3) Les conséquences de l'arrêt

Quelques jours après cet arrêt, le Garde des Sceaux a tenté, dans une dépêche du 13 décembre 2011, d'en préciser la portée. Selon cette dépêche, la Directive "retour" "ne s'oppose pas en toute hypothèse" à l'article L. 621-1, puisque la peine d'emprisonnement que prévoit cette disposition "n'est pas la seule prévue", et que la peine d'emprisonnement peut s'appliquer aux étrangers en situation irrégulière à l'encontre desquels "une mesure d'éloignement administratif a été prononcée mais n'a pu être mise à exécution, en dépit du placement en rétention de l'intéressé pour la durée maximale de 45 jours".

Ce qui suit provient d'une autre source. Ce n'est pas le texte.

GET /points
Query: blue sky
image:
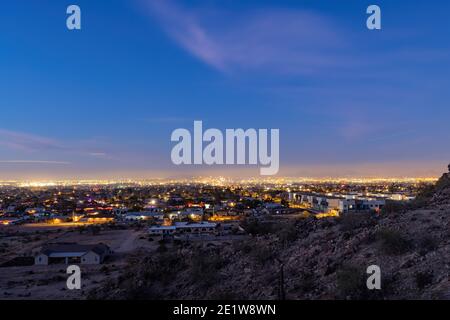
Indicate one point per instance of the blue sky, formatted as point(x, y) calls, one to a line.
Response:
point(103, 101)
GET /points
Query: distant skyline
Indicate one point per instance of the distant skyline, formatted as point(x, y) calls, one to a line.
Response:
point(102, 102)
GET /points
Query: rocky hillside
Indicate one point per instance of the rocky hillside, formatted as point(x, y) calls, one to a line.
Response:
point(320, 259)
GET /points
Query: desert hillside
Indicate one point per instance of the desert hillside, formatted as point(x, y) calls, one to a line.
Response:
point(306, 258)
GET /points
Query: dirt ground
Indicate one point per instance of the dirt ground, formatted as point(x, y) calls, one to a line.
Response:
point(49, 282)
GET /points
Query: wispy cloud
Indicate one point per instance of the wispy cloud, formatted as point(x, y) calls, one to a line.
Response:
point(277, 40)
point(33, 162)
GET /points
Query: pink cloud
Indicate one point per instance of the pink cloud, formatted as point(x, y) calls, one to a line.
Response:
point(278, 40)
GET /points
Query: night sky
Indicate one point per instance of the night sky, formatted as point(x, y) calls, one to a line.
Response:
point(101, 102)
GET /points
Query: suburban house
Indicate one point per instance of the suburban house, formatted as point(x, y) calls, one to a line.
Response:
point(185, 227)
point(72, 253)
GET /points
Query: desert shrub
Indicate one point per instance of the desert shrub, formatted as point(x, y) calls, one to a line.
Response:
point(205, 267)
point(423, 279)
point(287, 232)
point(426, 244)
point(262, 253)
point(350, 282)
point(352, 221)
point(161, 247)
point(392, 242)
point(395, 207)
point(257, 227)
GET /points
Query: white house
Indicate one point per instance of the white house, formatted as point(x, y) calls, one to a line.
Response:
point(72, 253)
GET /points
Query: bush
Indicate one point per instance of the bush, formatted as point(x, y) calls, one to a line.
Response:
point(257, 227)
point(393, 242)
point(427, 244)
point(352, 221)
point(423, 279)
point(287, 232)
point(262, 253)
point(350, 282)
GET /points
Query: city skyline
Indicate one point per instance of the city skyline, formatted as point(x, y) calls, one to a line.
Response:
point(101, 102)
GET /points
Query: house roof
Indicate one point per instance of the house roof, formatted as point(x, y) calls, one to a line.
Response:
point(73, 249)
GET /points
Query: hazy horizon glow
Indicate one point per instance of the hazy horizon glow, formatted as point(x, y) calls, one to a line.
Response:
point(102, 102)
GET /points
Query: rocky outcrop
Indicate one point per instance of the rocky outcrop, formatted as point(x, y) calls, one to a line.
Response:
point(325, 259)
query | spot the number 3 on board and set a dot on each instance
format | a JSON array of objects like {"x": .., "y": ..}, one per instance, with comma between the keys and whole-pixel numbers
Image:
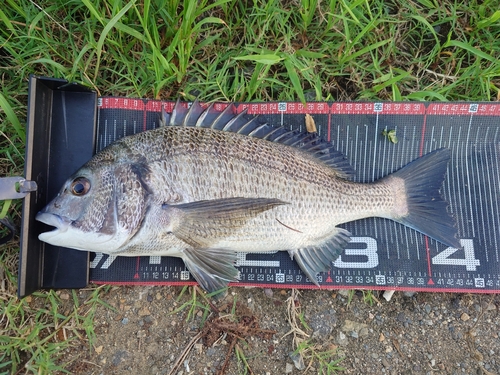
[{"x": 469, "y": 260}]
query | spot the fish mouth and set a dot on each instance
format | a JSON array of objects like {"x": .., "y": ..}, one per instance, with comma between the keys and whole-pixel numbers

Ainsi, les dispositions de la Directive "retour" "ne sont susceptibles d'affecter ni les mesures de garde à vue engagées sur le fondement de l'article L. 621-1, ni les procédures de rétention administrative qui peuvent faire suite à ces mesures", ajoute la dépêche. Cette possibilité de placer en garde à vue divise les juges du fond. Le Garde des Sceaux estime que l'arrêt du 6 décembre 2011 ne serait susceptible de produire des effets "qu'au stade de l'engagement des poursuites pénales contre l'étranger en situation irrégulière au titre de l'article L. 621-1 [du Code de l'entrée et du séjour des étrangers et du droit d'asile]".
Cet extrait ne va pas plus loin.